The Reality Of HIV (Human Immunodeficiency Virus) During Pregnancy

Editorial Team

The joy of a woman is to be able to have a child of her own. A lot women living with HIV have a lot of questions regarding pregnancy and delivery. Most people want to find out if it is possible to give birth without transmitting the illness to their baby.

HIV (Human Immunodeficiency Virus) is a virus that causes AIDS (Acquired Immunodeficiency Syndrome). A person may be “HIV positive” but not have AIDS. An HIV infected person may not develop AIDS for 10 years or longer. A person who is HIV positive can transmit the virus to others when infected blood, semen or vaginal fluids come in contact with broken skin or mucus membranes.

Nigeria Health Watch reported in June,2016 that, the official HIV prevalence by UNAIDS in Nigeria is 3.2% among the adult population, giving a total estimate of 3.4 million Nigerians living with HIV, and not 5 million as widely reported by Nigerian newspapers recently. The most recent national prevalence survey for HIV carried out in Nigeria in 2013/14, undertaken by the National AIDS and STI Control Programme of the Federal Ministry of Health, put overall HIV prevalence among women attending antenatal clinics in Nigeria at 3.0%.

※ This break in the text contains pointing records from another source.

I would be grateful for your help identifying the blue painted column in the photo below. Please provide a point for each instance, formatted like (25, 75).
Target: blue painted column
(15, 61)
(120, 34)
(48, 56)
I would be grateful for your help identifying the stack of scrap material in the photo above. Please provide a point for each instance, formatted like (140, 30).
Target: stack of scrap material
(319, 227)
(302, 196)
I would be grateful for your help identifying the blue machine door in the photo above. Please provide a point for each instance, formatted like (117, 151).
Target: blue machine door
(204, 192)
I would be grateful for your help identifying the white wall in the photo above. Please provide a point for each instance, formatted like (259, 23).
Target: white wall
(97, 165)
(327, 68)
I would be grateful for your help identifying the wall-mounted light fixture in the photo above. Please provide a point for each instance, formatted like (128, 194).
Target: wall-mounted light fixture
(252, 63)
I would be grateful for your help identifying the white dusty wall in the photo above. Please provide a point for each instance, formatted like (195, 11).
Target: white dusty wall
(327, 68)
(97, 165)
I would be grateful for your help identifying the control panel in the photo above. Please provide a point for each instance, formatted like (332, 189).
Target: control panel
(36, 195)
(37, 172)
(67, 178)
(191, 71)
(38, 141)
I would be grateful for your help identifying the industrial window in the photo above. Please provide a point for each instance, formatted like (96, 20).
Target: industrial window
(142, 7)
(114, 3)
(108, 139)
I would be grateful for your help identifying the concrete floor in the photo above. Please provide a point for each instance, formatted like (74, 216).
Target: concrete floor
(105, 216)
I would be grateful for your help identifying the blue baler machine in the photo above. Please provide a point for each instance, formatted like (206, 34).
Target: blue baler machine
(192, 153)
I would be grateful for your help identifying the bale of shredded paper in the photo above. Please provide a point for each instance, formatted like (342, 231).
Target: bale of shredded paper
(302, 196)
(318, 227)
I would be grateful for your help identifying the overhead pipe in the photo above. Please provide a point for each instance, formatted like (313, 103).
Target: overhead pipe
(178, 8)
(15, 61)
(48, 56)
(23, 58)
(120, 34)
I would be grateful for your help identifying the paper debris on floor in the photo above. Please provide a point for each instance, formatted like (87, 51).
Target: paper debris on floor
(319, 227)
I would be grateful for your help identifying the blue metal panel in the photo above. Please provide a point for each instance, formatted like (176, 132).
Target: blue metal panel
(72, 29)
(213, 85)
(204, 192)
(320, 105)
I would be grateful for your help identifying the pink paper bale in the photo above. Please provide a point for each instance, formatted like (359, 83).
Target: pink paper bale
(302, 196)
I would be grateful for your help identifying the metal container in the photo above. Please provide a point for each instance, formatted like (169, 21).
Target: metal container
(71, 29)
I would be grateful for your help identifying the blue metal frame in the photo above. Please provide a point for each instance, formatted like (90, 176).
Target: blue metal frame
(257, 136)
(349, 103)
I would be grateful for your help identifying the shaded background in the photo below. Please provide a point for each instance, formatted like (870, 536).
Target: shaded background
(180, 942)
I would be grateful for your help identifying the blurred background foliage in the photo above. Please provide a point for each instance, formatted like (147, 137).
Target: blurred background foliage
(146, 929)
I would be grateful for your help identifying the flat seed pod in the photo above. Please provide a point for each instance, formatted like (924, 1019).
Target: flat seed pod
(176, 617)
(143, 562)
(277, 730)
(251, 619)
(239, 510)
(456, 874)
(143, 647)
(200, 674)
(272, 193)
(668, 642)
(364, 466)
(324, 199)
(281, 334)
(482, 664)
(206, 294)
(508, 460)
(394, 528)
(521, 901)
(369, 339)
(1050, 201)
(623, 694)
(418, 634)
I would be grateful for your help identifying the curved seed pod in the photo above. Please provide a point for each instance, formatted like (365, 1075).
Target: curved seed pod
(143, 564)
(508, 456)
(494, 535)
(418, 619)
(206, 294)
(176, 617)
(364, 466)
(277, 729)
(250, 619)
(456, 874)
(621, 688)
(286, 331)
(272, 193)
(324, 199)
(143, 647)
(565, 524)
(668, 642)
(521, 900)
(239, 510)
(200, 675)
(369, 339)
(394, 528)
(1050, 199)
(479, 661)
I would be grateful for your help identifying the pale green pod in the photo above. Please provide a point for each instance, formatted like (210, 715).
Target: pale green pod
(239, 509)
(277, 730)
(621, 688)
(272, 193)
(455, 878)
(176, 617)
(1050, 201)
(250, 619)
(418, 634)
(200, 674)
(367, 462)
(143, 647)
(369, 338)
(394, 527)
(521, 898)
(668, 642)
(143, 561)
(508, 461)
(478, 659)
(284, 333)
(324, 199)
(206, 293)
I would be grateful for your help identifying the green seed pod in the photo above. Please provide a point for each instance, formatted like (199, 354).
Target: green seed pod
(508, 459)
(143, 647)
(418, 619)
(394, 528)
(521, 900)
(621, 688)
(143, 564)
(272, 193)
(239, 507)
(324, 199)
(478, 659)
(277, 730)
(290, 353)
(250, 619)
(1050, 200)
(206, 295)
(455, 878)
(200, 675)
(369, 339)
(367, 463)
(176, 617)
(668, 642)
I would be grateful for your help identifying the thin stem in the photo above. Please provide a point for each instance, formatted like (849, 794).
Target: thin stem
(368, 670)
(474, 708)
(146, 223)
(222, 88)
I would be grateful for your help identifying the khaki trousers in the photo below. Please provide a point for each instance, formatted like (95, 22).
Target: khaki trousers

According to Premium Times Nigeria, in October, 2016, a United States Agency for International Aids (USAID) funded program said through Management Services for Health Organisation, the USAID Prevention and Organisational Systems-AIDS Care and Treatment (PRO-ACT) that no fewer than 94,141 pregnant women were HIV/AIDS positive in Zamfara.

HIV transmission from mother to child during pregnancy, labor, delivery or breastfeeding is called Perinatal Transmission. Perinatal HIV transmission is the most common way children are infected with HIV.

According to The National Agency for Control of AIDS, mother-to-child transmission is the most common way that children become infected with HIV.

The Center for Disease Control and Prevention recommends that, all women who are pregnant or planning to get pregnant take an HIV test as early as possible before and during every pregnancy. This is because the earlier HIV is diagnosed and treated, the more effective HIV medicines, called Antiretroviral Treatment (ART), will be at preventing transmission and improving the health outcomes of both mother and child.

Advances in HIV research, prevention, and treatment have made it possible for many women living with HIV to give birth without transmitting the virus to their babies. The annual number of HIV infections through perinatal transmission have declined by more than 90% since the early 1990s. Today, if a woman takes HIV medicines as prescribed throughout pregnancy, labor and delivery, and provides HIV medicines to her baby for 4-6 weeks, the risk of transmitting HIV can be 1% or less.

In some cases, a Cesarean delivery can also prevent HIV transmission. After delivery, a mother can prevent transmitting HIV to her baby by not breastfeeding and not pre-chewing her baby’s food. For babies living with HIV, starting treatment early is important because the disease can progress more rapidly in children than adults. Providing ART early can help children with perinatal HIV live longer, healthier lives.

The Journal of Perinatal Education advises that perinatal education for pregnant women with HIV warrants a special session on nutrition as early in the pregnancy as feasible. Continued monitoring and counseling throughout the pregnancy may be helpful in providing the infant with the best start possible.